Yanıt niteliği taşıyan ve bizi, aspar, asılsız haber yapmakla suçlayan yorum, pek beğeni toplamış olmalı, sıralı şekilde savunma örneği ifadeler eklenmişti, ardı ardına..
Fakat, bir yorum vardı ki bu edilen sözlerin altına eklenen. Hayli dikkat çekici ve bir o kadar da, ‘görünün köy…’ demeye getiriyordu konuyu.
Oysa ki, bizim gördüğümüz kapalı kapılardı ve açılsın diyorduk. Kimin için, Çanakkale halkı ve öğretmenevinin müdavimleri için. Ne var ki, savunma türü yorumlarda, hijyen, kalite, süper bina vesaire anlatımların içine, bir de alkol vurgusu eklenmiyor muydu..? Alkol nereden çıktı. Kim dedi, ‘alkol satılmıyor’, onu eleştiriyoruz diye… Bir garip, algı yaratma hali işte…
Savunma içerikli yorumlara dün bir yenisi daha eklendi. Bu kez, ‘Burası Çanakkale’ değil, ‘Gazeteniz Vitamin’ in mensubu bendenize sallanıyordu.
Nasıl mı? Tam olarak şöyle; “ÖĞRETMEN(evin)E ŞİDDET” diye…
San ki, kapı pencere kapalı diye, kırdık geçtik, kapalı, kapı ve pencereyi. Hey Allahım….
Bu arada, demeden edemeyeceğim. “Millet Bahçeleri…”

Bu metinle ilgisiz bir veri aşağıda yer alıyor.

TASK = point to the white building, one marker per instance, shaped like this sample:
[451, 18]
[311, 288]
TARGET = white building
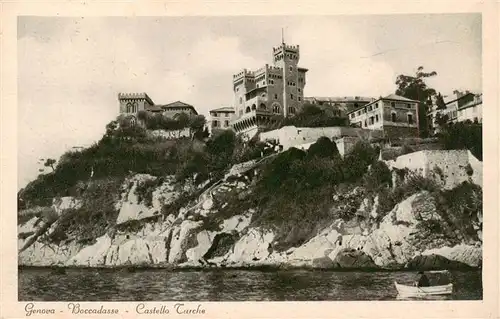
[220, 119]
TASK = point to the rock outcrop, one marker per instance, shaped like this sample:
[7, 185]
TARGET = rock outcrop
[199, 235]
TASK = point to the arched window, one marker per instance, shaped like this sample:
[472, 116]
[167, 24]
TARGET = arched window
[133, 121]
[410, 119]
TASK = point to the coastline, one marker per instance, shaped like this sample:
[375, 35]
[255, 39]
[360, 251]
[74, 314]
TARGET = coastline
[238, 268]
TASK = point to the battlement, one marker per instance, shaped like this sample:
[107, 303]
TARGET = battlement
[244, 73]
[261, 71]
[294, 48]
[135, 96]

Hatırladınız mı o meseleyi. Sayın savunmaya geçenler?
Reis… Yani, sayın Cumhurbaşkanımız Recep Tayyip Erdoğan’ ın, Millet Bahçeleri projeleri ile Türkiye için nefes ortamları demeye getirdiği proje. Hatırladınız değil mi..?
Şimdi, yine tekrar edeyim; Çanakkale kordondaki bu nezih ötesi mekanın kapıları neden kapanır…?
Hadi kapanır.. Bizim eleştirimiz üzerine, savunma türü sözlerin altına eklenen yorumlara, hayli anlamlı sözlerle; ‘Görünen köy kılavuz istemez ‘ dercesine ekleme yapan isim. Yani, AK Parti Grup başkanvekili ve Çanakkale Milletvekili sayın Bülent Turan’ ın ifadesi.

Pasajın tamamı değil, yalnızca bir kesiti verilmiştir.